Je ne suis pas contre le sexe, je suis contre le sexe obligatoire et aussi contre l’idée obligatoire du sexe ; et aussi contre la distinction et hiérarchisation de nos relations selon qu’elles comportent ou non du sexe (avec les partenaires sexuel-le-s placé-e-s à un rang supérieur aux partenaires platoniques). [2]

On objectera peut-être que si la tendresse et la sensualité peuvent se concevoir à travers des relations physiques dépourvues de sexualité, on peut fort bien avoir des relations physiques qui soient à la fois tendres, sensuelles et sexuelles, et qu’ainsi elles sont plus « complètes », plus profondes, plus satisfaisantes. Franchement, ça se discute. Oui, on peut, lorsqu’on a une relation physique avec quelqu’un-e, passer de moments davantage tendres/sensuels à des moments davantage sexuels, et inversement. Oui, dans une certaine mesure, on peut, simultanément, donner sur un peu tous ces tableaux. Mais notre champ attentionnel n’est pas illimité et, dans une large mesure, ces dimensions entrent en compétition pour se l’accaparer. En sorte que si on veut vraiment se concentrer sur l’aspect sexuel, il paraît difficile de ne pas faire un peu l’impasse sur le reste ; et que si on veut se concentrer sur l’aspect tendre et sensuel, il est préférable de ne pas introduire le sexe… dans l’équation. Selon la même logique, avoir du sexe en lisant n’est pas une mince affaire [3]. Ainsi, même si tant la poésie que le sexe peuvent permettre d’exprimer vos sentiments pour les élu-e-s de votre cœur, il vaut mieux ménager deux espaces temporels distincts pour chacune de ces activités… afin de faire les choses bien.

Pour revenir à la relation entre Agathe, Bernard et Cyril : même si Agathe a des relations sexuelles avec Bernard et non pas avec Cyril, il est tout à fait possible qu’Agathe préfère largement se faire masser par Cyril que par Bernard.
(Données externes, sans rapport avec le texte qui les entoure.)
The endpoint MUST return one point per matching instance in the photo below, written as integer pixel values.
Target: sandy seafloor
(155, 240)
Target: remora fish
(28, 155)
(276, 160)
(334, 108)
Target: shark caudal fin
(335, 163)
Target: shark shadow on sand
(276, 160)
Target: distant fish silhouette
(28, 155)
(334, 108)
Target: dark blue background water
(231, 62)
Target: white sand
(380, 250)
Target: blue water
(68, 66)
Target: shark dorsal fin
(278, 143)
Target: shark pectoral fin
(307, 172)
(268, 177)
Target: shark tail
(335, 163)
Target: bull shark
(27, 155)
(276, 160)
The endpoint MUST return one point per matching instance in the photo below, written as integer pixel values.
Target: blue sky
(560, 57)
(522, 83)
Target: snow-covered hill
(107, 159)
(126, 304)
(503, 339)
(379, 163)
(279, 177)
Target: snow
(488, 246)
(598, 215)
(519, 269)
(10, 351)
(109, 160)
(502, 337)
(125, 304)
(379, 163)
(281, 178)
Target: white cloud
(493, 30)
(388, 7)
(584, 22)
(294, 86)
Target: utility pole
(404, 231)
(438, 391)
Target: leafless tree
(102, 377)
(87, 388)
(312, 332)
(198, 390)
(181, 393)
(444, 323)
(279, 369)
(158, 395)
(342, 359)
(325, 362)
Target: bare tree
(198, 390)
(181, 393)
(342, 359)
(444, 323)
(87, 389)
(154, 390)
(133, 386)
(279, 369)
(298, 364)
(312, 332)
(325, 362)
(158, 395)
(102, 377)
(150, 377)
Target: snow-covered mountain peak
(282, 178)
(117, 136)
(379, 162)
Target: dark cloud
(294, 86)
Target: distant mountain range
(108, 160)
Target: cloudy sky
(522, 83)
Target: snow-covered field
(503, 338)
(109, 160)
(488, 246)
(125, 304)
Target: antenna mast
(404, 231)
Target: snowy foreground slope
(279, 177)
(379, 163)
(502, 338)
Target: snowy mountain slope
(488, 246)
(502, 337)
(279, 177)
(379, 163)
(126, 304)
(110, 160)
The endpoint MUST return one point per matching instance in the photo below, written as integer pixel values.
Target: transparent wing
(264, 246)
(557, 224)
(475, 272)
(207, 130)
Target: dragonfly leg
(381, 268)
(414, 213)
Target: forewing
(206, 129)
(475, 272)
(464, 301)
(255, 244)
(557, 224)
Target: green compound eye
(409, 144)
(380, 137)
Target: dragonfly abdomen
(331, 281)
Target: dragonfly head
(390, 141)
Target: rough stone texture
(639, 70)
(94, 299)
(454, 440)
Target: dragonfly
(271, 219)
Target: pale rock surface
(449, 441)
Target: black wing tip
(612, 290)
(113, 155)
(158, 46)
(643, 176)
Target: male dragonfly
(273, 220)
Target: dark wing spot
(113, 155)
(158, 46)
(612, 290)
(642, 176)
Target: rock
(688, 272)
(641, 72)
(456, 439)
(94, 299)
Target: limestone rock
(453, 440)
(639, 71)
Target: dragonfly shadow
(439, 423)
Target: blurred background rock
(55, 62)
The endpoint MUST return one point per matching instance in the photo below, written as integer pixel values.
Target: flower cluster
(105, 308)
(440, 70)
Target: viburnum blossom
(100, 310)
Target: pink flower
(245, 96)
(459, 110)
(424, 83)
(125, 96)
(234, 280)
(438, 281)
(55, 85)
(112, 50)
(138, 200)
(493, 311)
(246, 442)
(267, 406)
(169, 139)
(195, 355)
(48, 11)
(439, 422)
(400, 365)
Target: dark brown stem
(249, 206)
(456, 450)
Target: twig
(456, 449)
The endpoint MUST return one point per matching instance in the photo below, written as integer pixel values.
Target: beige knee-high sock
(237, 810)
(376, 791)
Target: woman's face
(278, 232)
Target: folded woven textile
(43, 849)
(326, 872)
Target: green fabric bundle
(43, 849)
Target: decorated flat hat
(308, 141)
Ce n’est pas parce qu’Agathe a des relations sexuelles avec Bernard mais pas avec Cyril que ça veut dire qu’avec Bernard, tout est forcément mieux qu’avec Cyril sur un plan physique. Pour donner à nouveau un exemple personnel, j’ai une amie platonique qui adore que je lui gratte le dos. Elle trouve que je fais ça bien, et de toute façon, aucun de ses amants ne veut lui gratter le dos. Bien que nous n’ayons pas, à ce jour, de relations sexuelles avec cette amie, nous avons donc ce type de rapport physique malgré tout, qui me permet d’avoir une connexion directe et intime avec la personne qu’elle est concrètement.

On voit souvent l’amour comme un stade supérieur à l’amitié, avec plein d’obstacles complexes à franchir… ce qui peut être vrai si on en reste à la « théorie sexuelle de la valeur »…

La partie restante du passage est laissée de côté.